Он снова бросил на меня вопрошающий взгляд, и, поскольку я хранил молчание, его лицо вдруг осветилось тонкой и беззаботной, полной обаяния улыбкой. Теперь я заметил у него в уголке рта жесткую и суровую, как шрам, складку, которая придавала его улыбке едва заметный оттенок жестокости.
— …Видите ли, господин наблюдатель, — продолжал он, — это очень трудно: говорить и думать наперекор официальным формулировкам и четко очерченным ситуациям. Там говорится о «провокации» и о «шпионаже», а ситуация называется войной. Вот вы мне только что с некоторой долей раздражения напомнили, что чувства и дела могут находиться в разительном противоречии друг с другом. А я вот слушаю вас и в свою очередь тоже думаю о том, что иногда в разительном противоречии находятся также слова и… чувства, — заключил он, глядя на меня с веселой искринкой в глазах.
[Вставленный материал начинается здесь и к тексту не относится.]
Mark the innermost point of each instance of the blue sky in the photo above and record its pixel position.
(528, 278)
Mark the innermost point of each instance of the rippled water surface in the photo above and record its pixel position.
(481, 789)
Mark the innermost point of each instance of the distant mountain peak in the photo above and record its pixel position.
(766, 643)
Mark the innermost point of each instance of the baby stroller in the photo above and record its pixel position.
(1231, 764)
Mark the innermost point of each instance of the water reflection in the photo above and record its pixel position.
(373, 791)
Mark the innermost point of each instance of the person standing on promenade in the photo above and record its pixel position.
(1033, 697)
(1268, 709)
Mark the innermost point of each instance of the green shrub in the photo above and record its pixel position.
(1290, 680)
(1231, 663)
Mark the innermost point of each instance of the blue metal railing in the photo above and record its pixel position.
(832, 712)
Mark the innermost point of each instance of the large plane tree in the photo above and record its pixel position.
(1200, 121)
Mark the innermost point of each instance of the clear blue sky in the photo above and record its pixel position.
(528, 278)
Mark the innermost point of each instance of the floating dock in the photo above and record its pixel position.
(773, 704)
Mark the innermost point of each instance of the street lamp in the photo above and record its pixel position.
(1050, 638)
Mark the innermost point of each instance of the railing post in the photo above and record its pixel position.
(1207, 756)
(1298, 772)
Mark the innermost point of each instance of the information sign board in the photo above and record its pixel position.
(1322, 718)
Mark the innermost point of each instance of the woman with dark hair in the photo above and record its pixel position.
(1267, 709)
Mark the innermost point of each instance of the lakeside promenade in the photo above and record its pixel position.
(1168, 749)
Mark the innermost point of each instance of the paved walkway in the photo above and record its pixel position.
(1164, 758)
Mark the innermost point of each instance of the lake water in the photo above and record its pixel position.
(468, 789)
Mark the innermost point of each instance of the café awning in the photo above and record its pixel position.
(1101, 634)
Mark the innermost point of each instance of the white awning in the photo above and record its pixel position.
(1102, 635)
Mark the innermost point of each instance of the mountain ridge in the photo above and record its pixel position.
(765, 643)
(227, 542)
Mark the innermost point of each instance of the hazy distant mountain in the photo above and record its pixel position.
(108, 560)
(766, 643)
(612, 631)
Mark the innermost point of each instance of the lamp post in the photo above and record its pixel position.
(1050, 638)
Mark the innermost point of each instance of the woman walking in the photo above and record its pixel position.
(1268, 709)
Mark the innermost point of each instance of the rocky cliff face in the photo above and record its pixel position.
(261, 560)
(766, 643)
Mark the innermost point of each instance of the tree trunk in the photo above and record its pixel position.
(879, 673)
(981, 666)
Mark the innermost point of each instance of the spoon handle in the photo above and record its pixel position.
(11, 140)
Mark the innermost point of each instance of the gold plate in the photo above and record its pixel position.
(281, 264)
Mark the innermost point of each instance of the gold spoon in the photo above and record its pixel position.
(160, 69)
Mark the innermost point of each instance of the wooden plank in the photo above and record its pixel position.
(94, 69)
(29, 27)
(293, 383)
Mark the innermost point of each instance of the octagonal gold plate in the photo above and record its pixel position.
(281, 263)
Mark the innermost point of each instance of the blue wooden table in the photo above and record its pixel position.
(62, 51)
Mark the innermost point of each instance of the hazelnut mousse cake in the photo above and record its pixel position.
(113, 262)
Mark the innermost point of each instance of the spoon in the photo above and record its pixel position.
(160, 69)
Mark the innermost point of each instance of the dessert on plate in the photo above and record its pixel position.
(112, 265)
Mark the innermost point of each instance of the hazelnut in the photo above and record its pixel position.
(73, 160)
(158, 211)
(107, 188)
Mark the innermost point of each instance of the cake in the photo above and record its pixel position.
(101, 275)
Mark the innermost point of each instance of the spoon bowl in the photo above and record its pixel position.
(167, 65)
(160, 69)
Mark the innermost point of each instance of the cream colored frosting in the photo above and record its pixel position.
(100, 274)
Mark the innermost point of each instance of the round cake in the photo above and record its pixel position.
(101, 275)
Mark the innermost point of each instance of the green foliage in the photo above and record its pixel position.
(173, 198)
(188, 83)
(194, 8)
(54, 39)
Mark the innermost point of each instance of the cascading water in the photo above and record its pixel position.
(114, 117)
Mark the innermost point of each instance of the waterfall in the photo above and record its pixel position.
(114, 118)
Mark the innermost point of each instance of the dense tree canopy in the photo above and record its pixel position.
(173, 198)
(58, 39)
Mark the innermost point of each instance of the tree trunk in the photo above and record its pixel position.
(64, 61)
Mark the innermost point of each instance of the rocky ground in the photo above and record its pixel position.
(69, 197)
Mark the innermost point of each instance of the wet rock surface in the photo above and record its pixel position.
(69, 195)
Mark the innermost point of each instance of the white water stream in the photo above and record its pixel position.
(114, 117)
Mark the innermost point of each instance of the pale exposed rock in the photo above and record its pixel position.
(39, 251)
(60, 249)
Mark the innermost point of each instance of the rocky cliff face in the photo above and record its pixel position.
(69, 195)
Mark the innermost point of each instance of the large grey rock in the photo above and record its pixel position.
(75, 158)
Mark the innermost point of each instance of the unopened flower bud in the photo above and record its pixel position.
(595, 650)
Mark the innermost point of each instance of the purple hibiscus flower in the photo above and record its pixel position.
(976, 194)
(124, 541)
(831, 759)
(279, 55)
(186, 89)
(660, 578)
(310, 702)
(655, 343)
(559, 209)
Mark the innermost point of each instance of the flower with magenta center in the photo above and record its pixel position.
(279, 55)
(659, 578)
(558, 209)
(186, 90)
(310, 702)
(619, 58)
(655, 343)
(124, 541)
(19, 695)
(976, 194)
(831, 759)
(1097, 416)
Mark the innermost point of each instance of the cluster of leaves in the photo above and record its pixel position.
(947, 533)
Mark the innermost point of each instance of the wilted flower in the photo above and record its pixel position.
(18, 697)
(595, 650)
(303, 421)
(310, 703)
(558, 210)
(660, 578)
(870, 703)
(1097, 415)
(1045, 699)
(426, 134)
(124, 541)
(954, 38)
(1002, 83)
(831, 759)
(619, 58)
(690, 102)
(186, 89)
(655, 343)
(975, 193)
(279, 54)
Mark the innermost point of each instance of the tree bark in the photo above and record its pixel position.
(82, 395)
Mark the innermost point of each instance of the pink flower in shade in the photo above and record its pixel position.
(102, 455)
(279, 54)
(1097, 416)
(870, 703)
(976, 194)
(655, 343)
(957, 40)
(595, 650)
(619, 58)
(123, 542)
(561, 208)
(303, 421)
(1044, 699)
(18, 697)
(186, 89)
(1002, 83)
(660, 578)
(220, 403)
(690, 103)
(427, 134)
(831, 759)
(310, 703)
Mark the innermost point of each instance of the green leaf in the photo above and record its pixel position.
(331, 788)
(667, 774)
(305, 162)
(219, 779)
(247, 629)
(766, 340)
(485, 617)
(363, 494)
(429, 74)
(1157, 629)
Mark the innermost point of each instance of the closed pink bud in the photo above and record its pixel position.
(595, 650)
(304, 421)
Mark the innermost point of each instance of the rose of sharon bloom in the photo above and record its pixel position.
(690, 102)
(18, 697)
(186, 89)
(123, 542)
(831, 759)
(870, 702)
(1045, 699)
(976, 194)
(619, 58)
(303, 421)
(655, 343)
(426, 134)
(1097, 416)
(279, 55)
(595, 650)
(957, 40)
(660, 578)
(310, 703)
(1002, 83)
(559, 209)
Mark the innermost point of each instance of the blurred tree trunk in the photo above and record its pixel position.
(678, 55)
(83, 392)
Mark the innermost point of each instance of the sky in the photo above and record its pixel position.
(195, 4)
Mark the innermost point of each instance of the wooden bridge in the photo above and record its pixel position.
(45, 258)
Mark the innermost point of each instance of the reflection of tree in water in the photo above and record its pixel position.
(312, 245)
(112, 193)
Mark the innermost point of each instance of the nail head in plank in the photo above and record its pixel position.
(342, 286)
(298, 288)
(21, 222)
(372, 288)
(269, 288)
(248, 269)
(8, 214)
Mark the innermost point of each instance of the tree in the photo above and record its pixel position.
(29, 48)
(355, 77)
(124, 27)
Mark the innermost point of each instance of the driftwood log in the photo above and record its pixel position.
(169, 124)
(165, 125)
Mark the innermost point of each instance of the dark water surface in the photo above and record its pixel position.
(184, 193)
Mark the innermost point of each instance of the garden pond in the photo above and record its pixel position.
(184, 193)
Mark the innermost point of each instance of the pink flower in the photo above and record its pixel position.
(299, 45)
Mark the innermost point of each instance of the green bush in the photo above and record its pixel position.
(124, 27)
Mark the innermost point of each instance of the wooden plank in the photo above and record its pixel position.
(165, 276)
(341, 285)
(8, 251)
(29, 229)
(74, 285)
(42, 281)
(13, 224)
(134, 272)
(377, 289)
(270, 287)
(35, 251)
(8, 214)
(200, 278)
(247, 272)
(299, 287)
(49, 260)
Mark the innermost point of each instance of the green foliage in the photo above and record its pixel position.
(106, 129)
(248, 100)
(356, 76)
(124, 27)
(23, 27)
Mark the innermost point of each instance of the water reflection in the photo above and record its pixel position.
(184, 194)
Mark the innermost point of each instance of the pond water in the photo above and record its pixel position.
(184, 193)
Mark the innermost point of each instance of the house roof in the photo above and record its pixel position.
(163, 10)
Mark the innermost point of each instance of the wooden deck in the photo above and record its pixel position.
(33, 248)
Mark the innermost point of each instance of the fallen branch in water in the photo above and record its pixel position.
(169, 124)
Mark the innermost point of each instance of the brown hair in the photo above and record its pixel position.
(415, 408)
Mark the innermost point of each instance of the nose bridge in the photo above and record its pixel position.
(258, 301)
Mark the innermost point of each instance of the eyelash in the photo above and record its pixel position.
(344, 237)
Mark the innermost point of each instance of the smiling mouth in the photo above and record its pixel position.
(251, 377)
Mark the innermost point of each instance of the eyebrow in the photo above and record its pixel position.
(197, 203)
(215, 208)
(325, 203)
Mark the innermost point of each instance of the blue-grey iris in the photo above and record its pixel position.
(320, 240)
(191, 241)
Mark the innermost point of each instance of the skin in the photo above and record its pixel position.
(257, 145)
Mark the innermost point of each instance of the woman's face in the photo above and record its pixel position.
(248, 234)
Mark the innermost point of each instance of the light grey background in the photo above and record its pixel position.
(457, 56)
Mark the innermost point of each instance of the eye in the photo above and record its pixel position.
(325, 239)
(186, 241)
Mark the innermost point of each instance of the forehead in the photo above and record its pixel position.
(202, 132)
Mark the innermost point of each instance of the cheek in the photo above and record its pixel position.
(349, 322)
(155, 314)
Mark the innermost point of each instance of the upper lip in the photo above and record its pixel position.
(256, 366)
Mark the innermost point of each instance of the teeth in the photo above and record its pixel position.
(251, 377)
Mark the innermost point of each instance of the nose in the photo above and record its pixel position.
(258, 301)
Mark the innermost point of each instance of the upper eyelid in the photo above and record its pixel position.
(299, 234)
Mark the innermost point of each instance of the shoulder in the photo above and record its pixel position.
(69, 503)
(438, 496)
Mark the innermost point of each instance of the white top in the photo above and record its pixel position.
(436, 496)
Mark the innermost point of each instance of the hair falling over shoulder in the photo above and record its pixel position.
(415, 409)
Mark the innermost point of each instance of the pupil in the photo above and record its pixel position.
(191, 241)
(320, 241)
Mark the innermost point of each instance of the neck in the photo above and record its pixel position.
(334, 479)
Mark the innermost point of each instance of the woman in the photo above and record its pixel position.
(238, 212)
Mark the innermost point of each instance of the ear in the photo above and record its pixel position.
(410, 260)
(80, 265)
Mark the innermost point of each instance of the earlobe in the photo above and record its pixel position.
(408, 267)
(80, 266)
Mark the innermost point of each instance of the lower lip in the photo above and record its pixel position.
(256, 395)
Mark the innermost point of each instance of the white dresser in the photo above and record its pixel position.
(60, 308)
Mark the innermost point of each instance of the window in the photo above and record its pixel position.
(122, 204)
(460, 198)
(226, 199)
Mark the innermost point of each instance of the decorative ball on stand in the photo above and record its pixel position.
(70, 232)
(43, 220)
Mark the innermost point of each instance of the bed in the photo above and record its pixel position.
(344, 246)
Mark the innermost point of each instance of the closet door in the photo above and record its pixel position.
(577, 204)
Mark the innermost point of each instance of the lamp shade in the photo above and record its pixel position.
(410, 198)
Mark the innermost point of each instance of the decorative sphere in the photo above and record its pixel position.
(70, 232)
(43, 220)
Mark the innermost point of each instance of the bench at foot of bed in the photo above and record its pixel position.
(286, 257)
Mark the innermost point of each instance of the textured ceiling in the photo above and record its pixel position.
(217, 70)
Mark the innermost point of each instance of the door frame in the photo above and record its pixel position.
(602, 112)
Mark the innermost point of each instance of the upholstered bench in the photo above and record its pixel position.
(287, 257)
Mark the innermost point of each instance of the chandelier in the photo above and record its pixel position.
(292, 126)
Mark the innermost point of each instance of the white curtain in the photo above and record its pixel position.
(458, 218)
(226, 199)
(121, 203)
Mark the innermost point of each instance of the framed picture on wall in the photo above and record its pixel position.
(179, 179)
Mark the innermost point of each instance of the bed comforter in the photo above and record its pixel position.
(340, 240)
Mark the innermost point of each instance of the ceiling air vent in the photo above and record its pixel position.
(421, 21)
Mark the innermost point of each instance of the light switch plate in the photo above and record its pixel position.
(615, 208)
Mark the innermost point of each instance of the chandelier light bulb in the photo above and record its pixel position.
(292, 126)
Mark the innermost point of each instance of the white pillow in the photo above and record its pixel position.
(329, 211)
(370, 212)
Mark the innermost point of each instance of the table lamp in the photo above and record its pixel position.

— Могу я попросить вас объяснить мне, что вы имеете в виду?
— Ну вот приняли же вы здесь меня сегодня вечером.
Незнакомец медленно обвел взглядом комнату, задерживаясь на спрятавшихся в углах пятнах тени, которые едва заметно шевелил свет лампы. Вокруг нас в уснувшем Адмиралтействе царила полная тишина; мне показалось, что комната вдруг наполнилась тем теплым вечерним уютом, пронизанным паузами взаимопонимания без слов, который сближает в свете лампы двух закадычных друзей, раскуривающих по последней сигаре. Вдалеке, за крепостью, прокукарекал петух, введенный в заблуждение, как это часто с ними случалось, сиртским ослепительным лунным светом. Мне внезапно показалось, что уже очень поздно и что звуки наших вялых голосов погружаются в незапамятный мрак и растворяются в нем, сливаясь с гулом сновидений, от которого слабо вибрируют ночи пустыни.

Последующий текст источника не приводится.